Bank Teller: This person's job is to help with account transactions like depositing or withdrawing money.
Payments
Payment types are what you use to buy an item. There are many different ways to pay for something such as, cash, checks, debit cards, and credit cards.
Credit: A credit card is a payment type that does not automatically draw money from your account. It provides a short-term loan that you can use to make daily purchases. However, if you do not pay your bills on time, you will be charged an extra interest cost. Because your money isn't drawn directly from your checking account, it is possible for you to spend more money than you actually have. You will then be in debt, and this is hard to get out of.
Debit: A debit card is a payment type that allows you to make purchases while the cost of the purchase directly from your checking account. Because of this, it is only possible for you to buy the amount that is in your checking account.
Payment History: A history of the payments you have made on things you buy affects your credit score.

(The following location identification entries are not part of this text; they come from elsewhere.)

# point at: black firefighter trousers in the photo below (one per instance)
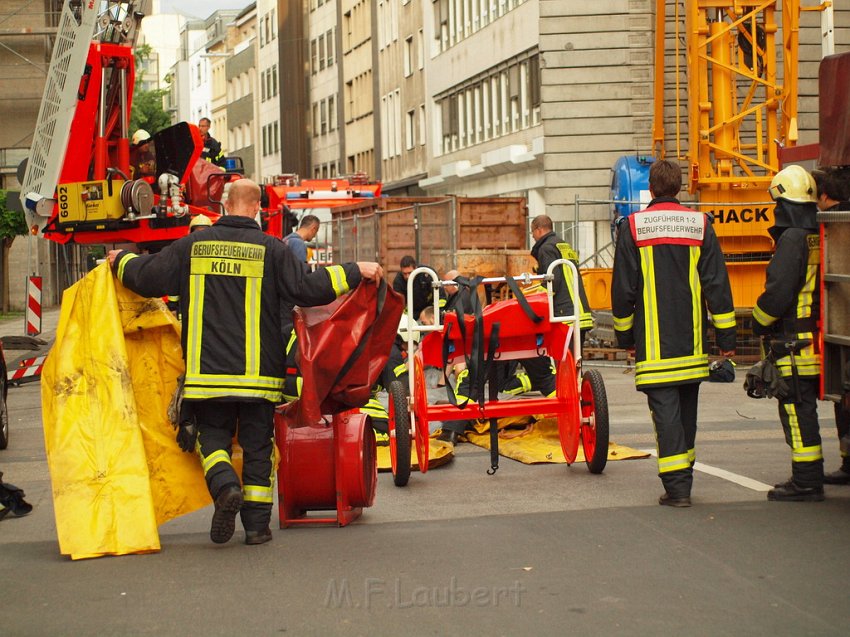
(802, 432)
(218, 422)
(674, 414)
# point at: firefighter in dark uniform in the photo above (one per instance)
(833, 183)
(668, 270)
(786, 315)
(232, 280)
(212, 147)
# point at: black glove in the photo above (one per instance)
(187, 435)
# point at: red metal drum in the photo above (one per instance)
(569, 413)
(327, 466)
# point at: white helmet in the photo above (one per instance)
(407, 329)
(140, 136)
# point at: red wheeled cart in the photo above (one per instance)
(515, 330)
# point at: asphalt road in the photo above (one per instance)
(531, 550)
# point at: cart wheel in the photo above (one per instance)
(569, 414)
(420, 413)
(398, 424)
(594, 421)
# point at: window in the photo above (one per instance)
(349, 102)
(408, 56)
(385, 128)
(410, 133)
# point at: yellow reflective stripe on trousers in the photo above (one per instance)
(762, 317)
(338, 279)
(807, 454)
(124, 261)
(255, 493)
(674, 463)
(653, 340)
(460, 377)
(624, 324)
(675, 363)
(208, 462)
(696, 298)
(672, 376)
(374, 408)
(793, 425)
(195, 324)
(203, 393)
(253, 290)
(723, 321)
(805, 298)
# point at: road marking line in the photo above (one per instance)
(743, 481)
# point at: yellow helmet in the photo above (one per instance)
(199, 221)
(794, 183)
(140, 136)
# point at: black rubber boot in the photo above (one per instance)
(227, 505)
(790, 492)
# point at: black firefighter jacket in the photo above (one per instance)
(789, 307)
(547, 249)
(668, 267)
(232, 281)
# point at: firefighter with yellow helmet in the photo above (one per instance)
(142, 156)
(786, 316)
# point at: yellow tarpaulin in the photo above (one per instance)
(115, 468)
(539, 443)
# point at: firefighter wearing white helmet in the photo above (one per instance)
(786, 316)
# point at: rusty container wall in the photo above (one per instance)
(355, 232)
(833, 84)
(431, 245)
(491, 223)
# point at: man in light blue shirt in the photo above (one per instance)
(297, 239)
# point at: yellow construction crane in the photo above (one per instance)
(735, 107)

Things such as whether or not you pay your bills on time, whether or not you always pay at least the minimum amount (etc) can alter whether or not you have a good credit score.

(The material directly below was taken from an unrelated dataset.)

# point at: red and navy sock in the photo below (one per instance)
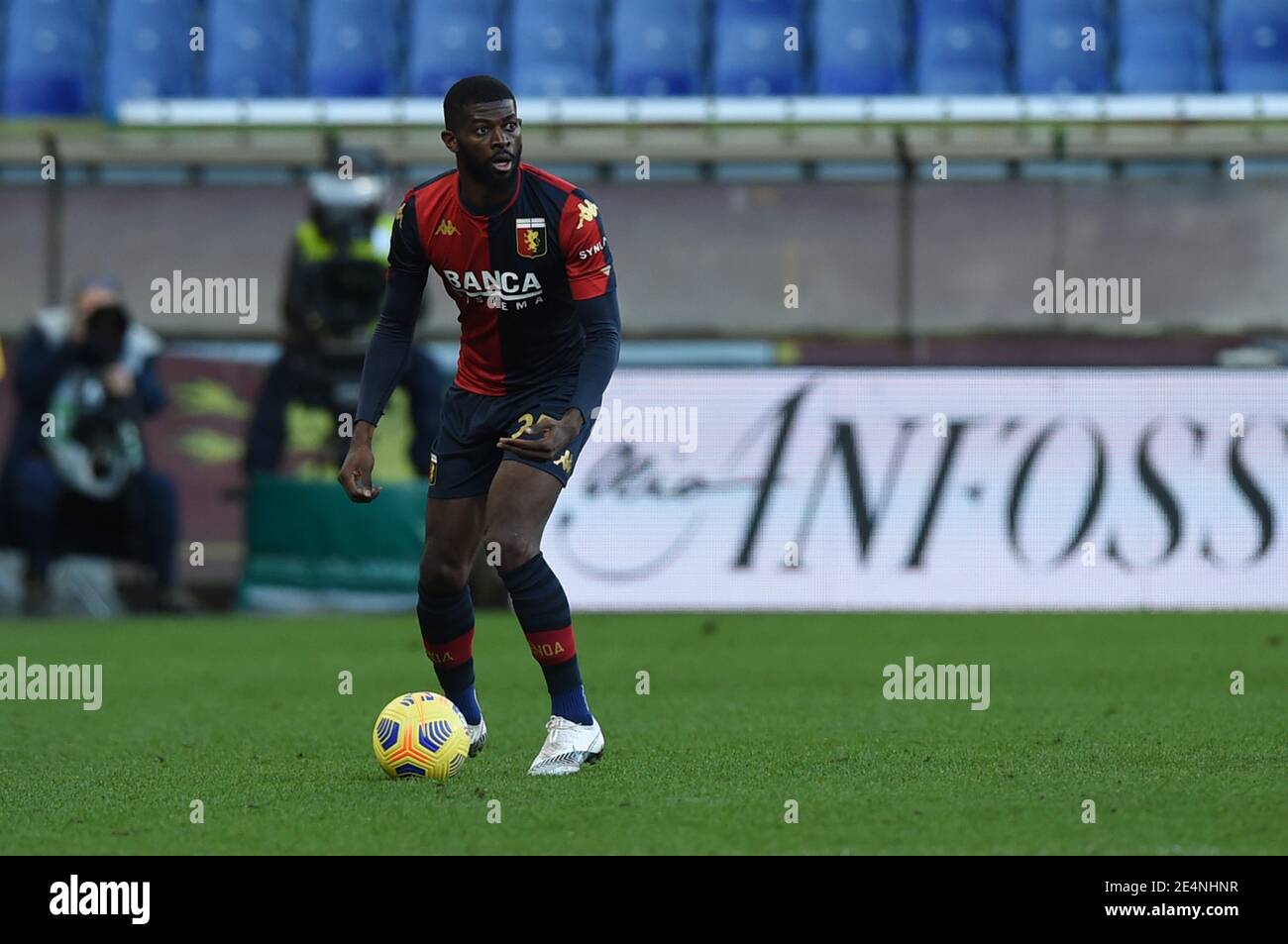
(447, 630)
(542, 609)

Credit Examples (Good vs. Bad)
Good Credit Score: In order to have a good credit score, one should be paying bills on time. Also, if a person has a good credit score, they are offered higher loan terms, and a lower interest rate (considered low risk). Good credit scores range from 700-850.
Bad Credit Score: In order to have a bad credit score, one could be maxing out credit cards, and, because of this, they may not qualify for a loan. Banks may also offer higher interest rate because you may be considered a high risk. Bad credit scores range from 350-600.
Top 10 Financial Tips
- Make sure you know how much money you have in order to stay away from debt.
- Borrow DVD's or books from a library instead of buying them.
- Try to bring lunch from home rather than buying it.
- Don't go out to movies/dinner as much if it isn't necessary.
- Try to create a savings plan and stick to that plan.
- If you have supplies or clothes that are still in good quality, reuse them.
- Listen to the radio or music streaming websites instead of buying songs.
- Spend less money that you earn so you will have enough for an emergency (rainy day cash).
- Take care of your belongings so they will last longer.
- Be smart with what you want to buy or are trying to buy. Decide if it is really worth it.